La bibliothèque libre.
Le texte de cette page a été corrigé et est conforme au fac-similé.

Malheur au poète qui naît dans un de ces moments équivoques où la tradition de l’art est devenue caduque, où il est nécessaire de renverser l’ordre pour chercher ensuite à le rétablir sur une base plus solide. Il est possible que la gloire de ce poète devienne enviable, mais sa vie est empoisonnée a jamais.

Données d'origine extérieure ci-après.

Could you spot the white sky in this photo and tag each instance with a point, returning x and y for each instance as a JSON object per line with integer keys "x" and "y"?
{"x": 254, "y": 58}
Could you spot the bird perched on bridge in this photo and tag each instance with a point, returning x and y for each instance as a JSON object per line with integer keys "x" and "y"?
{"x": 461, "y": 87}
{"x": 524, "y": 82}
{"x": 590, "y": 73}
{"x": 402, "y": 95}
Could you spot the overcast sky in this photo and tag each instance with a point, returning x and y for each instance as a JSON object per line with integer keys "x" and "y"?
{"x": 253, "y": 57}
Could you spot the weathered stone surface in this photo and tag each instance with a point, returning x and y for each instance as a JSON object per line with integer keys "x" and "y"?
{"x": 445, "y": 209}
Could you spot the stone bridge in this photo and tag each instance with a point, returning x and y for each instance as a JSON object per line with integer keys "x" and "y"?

L’auteur de Faust naquit dans un de ces moments misérables où le vrai talent, pour être fécond, est condamné à se livrer à mille folies. Il en fut comme ébloui tout d’abord, et prit, sans songer, toutes les mauvaises occurrences du destin, pour un présent du ciel. Il lui était d’autant plus facile de s’abuser que l’odieuse ivraie montait sous ses pas pareille au blé mûrissant. Il alla ainsi tout le long de ses jeunes ans jusqu’au seuil de la vieillesse. Là, un soupçon le saisit et il jeta ses regards douloureux sur les belles ruines qu’il avait aidé à faire autour de lui. Alors il mit à les réédifier tout son amour, et ses dernières forces, encore très nerveuses. De sveltes colonnes se dressèrent bientôt dans l’azur de l’art, mais le temple demeura mutilé et ses débris continuent à écraser le chœur des Muses.